LA CASA, UN LUOGO PER ESSERE CUSTODITI E ABBRACCIATI

Un luogo non è dato innanzitutto dalle mura, ma dalla compagnia che lo rende vivo.

L’idea della casa è il desiderio di un luogo per noi, di un luogo che custodisca il nostro cuore, il nostro destino, la verità per cui siamo fatti, e consenta che anche altri uomini possano essere custoditi, che l’uomo del nostro tempo possa essere custodito e abbracciato e abbia la possibilità di fare l’esperienza di un amore gratuito.

Desidero che sia segno di Te perché tutti Ti incontrino. La vita senza Te sarebbe la fine.

LA NOSTRA AMICIZIA, UNA CHIESA VISIBILE E VIVIBILE

In una preghiera che ha lasciato è riassunto il cuore con cui ha vissuto:

Signore, donaci di crescere nella fede per essere di luce agli uomini. Rendici grati per averci presi con Te, umili per poterTi testimoniare, vigorosi nel costruire luoghi di umanità vera.

Rendi la nostra amicizia una Chiesa visibile e vivibile.
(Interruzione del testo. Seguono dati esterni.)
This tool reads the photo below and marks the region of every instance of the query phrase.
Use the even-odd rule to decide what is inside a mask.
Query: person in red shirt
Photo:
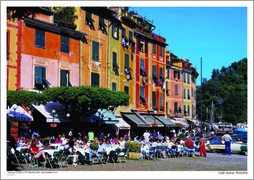
[[[36,141],[33,140],[31,146],[29,147],[29,152],[32,153],[31,156],[34,158],[39,158],[43,156],[44,160],[46,161],[46,156],[43,150],[40,151],[39,147],[36,146]]]
[[[202,135],[200,135],[199,138],[199,147],[200,147],[200,156],[202,156],[202,152],[204,153],[204,156],[206,157],[206,150],[205,150],[205,139]]]
[[[188,138],[187,141],[184,142],[184,144],[185,144],[187,147],[194,146],[194,143],[191,141],[191,138]]]

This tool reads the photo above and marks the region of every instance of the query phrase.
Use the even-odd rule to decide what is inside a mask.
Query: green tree
[[[128,106],[130,96],[125,92],[111,91],[102,87],[55,87],[43,91],[47,101],[60,103],[72,119],[89,117],[98,109],[113,111],[118,106]]]

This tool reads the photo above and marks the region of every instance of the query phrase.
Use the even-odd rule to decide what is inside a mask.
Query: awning
[[[8,115],[9,120],[12,120],[14,118],[14,109],[13,106],[9,109],[10,113]],[[25,111],[21,106],[17,106],[17,109],[15,110],[15,120],[18,121],[33,121],[34,118],[29,114],[28,112],[25,111],[23,116],[20,114],[20,112]]]
[[[143,120],[141,120],[133,113],[122,113],[122,117],[124,121],[126,121],[128,124],[136,124],[137,127],[150,127],[149,124],[146,124]]]
[[[177,127],[177,125],[175,123],[173,123],[171,120],[171,118],[166,118],[165,119],[165,116],[163,115],[156,115],[154,114],[154,117],[159,119],[163,124],[165,124],[166,127]]]
[[[119,129],[130,129],[130,125],[127,124],[122,118],[117,118],[119,123],[116,124],[116,126],[119,128]]]
[[[108,110],[102,109],[100,115],[103,115],[103,119],[99,116],[99,113],[95,113],[95,116],[99,117],[102,120],[102,124],[117,124],[119,120]]]
[[[159,121],[157,118],[153,117],[153,115],[148,113],[140,113],[140,115],[145,118],[144,121],[147,124],[149,124],[150,127],[152,127],[153,123],[158,124],[158,127],[164,127],[164,124],[161,121]]]
[[[44,105],[33,105],[35,109],[37,109],[43,116],[46,118],[46,122],[48,123],[63,123],[63,122],[72,122],[71,118],[66,117],[65,108],[62,104],[49,102],[45,106]],[[53,118],[52,110],[55,110],[55,116]]]
[[[47,123],[71,123],[74,120],[71,117],[66,116],[65,108],[62,104],[49,102],[45,106],[44,105],[33,105],[42,115],[45,116]],[[55,110],[55,116],[53,118],[52,110]],[[98,117],[98,112],[90,117],[81,117],[80,123],[96,123],[97,121],[101,121],[101,124],[117,124],[119,123],[118,119],[110,113],[108,110],[103,109],[101,111],[101,115],[104,115],[103,119]]]

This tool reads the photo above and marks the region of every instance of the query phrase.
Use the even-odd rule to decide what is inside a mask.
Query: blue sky
[[[153,21],[176,56],[188,58],[202,77],[247,57],[247,7],[130,7]]]

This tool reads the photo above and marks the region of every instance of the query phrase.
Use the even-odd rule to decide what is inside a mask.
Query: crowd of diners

L’8 maggio 1996 Novella moriva in un incidente stradale. La sera precedente aveva detto ad alcuni amici:

Se Gesù mi chiamasse a lasciare tutto e a consegnare tutto, sarei pronta a farlo ora.
1. Giuliano e Novella a Chioggia, sul battello, in occasione di una gita organizzata da Famiglie per l’Accoglienza all’isola di Torcello, settembre 1989
2. Novella e Giuliano con i figli Paolo, Lucia e Chiara, febbraio 1993.
3. Adele, Giuliano e Novella in occasione della posa della prima pietra, 19 marzo 1994.
4. Il giorno dell'inaugurazione della casa, 17 marzo 1996.